In the Berlinale press conference Nicloux explained that he, too, as a young boy, had a religious education and had thought about entering the seminary. He said that when he turned thirteen his ideas changed and that was about the time that he read this book. It had a profound effect on him during this rebellious phase in his life. He wanted not to promote Diderot’s anti-clerical image but wanted to look at the essence of the text which is an ode to freedom. Suzanne tries to find herself in the setting, but feels that God has a different path for her than being one of his chosen daughters. The film focuses on a loving and consoling mother superior, to a sadistic nun to finally one with lesbian tendencies, all causing Suzanne to strive harder to find a way out.

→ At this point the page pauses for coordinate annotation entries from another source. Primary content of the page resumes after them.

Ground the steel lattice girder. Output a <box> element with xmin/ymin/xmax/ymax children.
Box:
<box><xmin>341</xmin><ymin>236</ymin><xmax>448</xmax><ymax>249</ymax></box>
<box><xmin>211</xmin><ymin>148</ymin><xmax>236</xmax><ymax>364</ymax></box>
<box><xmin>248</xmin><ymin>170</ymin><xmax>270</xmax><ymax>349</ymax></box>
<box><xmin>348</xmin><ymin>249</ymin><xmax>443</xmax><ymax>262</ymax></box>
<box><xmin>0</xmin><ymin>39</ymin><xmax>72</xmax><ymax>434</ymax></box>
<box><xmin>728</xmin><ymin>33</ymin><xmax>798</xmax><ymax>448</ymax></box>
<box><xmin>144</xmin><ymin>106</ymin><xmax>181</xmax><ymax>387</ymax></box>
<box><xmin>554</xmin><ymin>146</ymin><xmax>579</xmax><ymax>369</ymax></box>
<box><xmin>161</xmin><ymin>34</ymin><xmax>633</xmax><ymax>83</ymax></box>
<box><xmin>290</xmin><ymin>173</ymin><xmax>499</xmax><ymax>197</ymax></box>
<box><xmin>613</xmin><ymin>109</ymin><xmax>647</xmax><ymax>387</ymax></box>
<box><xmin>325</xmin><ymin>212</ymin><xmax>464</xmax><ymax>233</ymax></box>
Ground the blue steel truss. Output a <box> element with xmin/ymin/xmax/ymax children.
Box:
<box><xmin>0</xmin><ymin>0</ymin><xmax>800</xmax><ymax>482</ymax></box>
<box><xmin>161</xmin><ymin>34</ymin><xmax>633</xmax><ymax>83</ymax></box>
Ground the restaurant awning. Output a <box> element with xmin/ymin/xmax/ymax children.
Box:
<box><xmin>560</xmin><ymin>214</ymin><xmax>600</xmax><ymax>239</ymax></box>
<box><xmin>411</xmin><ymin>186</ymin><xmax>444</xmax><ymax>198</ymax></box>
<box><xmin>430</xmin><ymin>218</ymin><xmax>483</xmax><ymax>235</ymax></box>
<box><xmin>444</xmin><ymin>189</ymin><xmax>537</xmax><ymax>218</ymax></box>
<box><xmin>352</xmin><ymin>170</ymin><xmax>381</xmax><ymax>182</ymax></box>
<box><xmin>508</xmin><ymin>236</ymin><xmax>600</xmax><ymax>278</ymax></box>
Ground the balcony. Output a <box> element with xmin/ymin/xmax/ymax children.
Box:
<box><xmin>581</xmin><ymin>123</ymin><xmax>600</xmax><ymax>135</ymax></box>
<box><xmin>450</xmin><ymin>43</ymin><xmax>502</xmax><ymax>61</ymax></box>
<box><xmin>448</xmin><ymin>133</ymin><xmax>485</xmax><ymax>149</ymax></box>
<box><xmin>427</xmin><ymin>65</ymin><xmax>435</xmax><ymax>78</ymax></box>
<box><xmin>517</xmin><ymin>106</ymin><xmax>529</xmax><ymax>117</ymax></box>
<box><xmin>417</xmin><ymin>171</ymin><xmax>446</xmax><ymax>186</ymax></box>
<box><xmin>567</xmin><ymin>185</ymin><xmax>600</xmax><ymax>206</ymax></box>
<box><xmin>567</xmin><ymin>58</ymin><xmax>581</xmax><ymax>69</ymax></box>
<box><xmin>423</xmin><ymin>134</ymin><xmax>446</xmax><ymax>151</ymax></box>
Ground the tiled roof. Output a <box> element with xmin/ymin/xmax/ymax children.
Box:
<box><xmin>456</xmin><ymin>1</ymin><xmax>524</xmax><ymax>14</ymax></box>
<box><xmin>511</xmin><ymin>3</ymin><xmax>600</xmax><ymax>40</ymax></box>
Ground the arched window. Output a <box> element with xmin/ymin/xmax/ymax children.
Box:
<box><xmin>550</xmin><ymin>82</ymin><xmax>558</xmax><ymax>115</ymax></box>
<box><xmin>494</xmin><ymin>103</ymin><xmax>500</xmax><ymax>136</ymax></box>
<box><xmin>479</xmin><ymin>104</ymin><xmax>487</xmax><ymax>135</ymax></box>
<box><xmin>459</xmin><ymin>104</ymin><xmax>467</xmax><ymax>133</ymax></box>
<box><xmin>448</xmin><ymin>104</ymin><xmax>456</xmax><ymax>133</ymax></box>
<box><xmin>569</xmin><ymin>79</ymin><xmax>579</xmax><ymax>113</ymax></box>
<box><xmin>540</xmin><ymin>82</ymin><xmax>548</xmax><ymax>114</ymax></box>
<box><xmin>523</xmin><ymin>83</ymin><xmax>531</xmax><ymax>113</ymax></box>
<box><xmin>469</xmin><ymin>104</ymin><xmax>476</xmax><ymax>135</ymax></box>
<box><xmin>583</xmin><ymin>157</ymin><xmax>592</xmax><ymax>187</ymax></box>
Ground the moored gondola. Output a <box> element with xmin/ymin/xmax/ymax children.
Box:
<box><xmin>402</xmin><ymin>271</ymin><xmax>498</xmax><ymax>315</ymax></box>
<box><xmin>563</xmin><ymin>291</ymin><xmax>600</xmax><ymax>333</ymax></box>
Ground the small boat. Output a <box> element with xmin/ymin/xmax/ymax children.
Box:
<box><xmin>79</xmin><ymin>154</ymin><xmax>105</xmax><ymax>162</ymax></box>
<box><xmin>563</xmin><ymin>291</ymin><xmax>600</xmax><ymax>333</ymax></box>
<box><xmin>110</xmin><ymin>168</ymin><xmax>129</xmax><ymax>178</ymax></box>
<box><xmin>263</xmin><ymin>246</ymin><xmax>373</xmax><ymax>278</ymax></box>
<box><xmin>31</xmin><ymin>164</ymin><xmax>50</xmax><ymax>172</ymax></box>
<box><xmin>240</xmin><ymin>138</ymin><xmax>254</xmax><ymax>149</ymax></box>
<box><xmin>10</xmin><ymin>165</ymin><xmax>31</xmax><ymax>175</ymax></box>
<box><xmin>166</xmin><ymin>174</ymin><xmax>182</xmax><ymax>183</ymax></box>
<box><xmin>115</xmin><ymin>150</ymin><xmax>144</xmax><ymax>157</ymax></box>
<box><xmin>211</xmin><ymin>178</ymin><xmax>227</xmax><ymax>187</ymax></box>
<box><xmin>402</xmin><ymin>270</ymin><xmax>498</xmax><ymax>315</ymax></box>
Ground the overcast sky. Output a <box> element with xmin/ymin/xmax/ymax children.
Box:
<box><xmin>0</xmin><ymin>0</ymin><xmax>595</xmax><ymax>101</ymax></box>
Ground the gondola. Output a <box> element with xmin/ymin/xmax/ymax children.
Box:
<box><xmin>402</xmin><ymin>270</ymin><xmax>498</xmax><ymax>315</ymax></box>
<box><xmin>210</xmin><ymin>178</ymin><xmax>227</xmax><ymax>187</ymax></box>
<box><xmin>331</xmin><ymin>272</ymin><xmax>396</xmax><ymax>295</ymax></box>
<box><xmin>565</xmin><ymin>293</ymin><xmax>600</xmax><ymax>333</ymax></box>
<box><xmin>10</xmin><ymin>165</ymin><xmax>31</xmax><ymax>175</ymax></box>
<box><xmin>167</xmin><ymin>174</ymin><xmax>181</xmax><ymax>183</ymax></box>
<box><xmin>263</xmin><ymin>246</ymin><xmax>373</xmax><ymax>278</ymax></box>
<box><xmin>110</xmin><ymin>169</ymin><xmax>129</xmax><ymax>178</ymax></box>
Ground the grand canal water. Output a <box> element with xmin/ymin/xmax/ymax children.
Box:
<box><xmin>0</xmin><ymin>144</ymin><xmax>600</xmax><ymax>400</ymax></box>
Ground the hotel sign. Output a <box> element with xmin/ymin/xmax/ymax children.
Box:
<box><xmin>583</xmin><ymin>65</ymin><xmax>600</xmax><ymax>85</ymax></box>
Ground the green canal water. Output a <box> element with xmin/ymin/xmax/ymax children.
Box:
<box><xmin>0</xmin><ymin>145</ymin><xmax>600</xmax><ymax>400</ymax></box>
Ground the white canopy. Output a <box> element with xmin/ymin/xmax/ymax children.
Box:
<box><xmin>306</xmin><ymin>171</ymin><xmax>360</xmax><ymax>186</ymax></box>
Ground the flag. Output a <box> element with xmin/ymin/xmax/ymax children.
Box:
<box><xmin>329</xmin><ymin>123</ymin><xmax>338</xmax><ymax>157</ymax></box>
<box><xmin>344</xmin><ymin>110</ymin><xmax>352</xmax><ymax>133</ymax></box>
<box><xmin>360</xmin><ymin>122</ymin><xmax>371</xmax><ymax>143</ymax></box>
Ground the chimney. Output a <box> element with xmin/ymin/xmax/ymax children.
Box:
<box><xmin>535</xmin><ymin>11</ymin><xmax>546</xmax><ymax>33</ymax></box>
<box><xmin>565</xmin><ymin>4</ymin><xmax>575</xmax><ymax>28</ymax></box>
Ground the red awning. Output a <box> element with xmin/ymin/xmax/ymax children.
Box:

Nicloux gives us a rich and lush view of the time period including fantastic costumes and wonderful actors and actresses. He even shows us the grim and strange psychological profiles of life which exist inside the convent walls. Unfortunately, the path to freedom which he wanted to suggest was a little too vague. He tried to toy with Diderot’s philosophic work which saw the convent with other eyes. Unfortunately, we, the audience, are not convinced with Susanne’s flight to a new personal freedom since she only gains it through a male hero who has come to her rescue. But what comes next? Does she really gain her freedom? This unanswered question leaves us with an anti-climatic sigh. Too bad…this film started off so well. (Shelly S.)